I still don’t know if the chimes of John Williams’ “Hedwig’s Theme” from the movies was actually playing in the park, or if I just heard it in my head, but I do know that I sucked down multiple Butter Beers (a delicious cream soda/caramel cider/butterscotch hybrid beverage), ate chocolate frogs from Honeydukes and seriously considered getting a wand from Ollivander’s. Around the same time a colleague asked, "You must be a big fan of Harry Potter, right?" - after riding The Forbidden Journey attraction three times and discussing much repressed trivia about the Potterverse - I realized an inner HP fanboy was hiding in me behind my Star Wars nerd.
Speaking of being sorted, I purchased a large, ornate Slytherin stein (with faux-ruby snake eyes on the handle) in Orlando, and I feel deliciously evil when I drink coffee out of it.
Although I’m not ready to cut off my Padawan braid just yet, the wonder and awe I’d discovered in relation to Rowling’s creations isn’t really shared with the galaxy far, far away. Star Wars will always be what defined my childhood entertainment, and molded much of my entertainment consumption habits, but the Harry Potter series just may be what defines my inner kid – the one we are all allowed to indulge over the holiday and with simple pleasures like an ice cream cone or a trip to the zoo. As much as Star Wars is cool and fulfills a young boy’s hero fantasies, Potter is magical.

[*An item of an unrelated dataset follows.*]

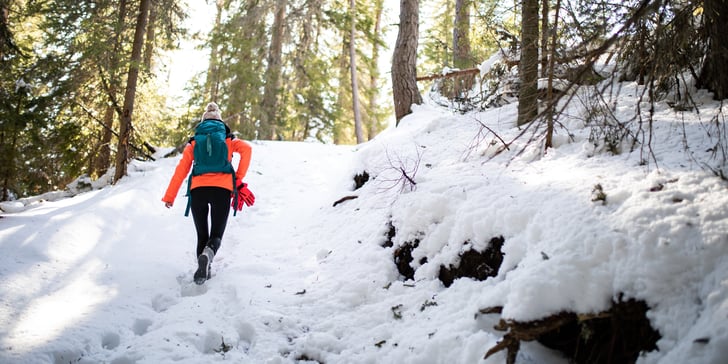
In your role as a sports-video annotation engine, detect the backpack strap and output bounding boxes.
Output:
[185,173,192,217]
[233,173,240,216]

I will still take a lightsaber and membership with the Jedi any day over attending Hogwarts with a wand, but there is something slightly more appealing in the idea of a realm of wizarding all around us, in the modern world, that’s just a little beyond the view from Muggles.
Like other readers, I know how conflicts are resolved for Harry, Hermione and Ron, and this Friday I shall join movie audiences to begin the eight month farewell to the film franchise starring Daniel Radcliffe, Emma Watson and Rupert Grint in part one of the final chapter - I’m still wrapping my head around that – titled Harry Potter and the Deathly Hallows, Part 1, which will conclude in July 2011 with Part 2.
But conclusion aside, the Harry Potter phenomenon won’t end – at least, not for me. Ten years after my introduction to the magic, I’m still a member of Gen X-Wing, but I’ve been sorted as a Potterhead.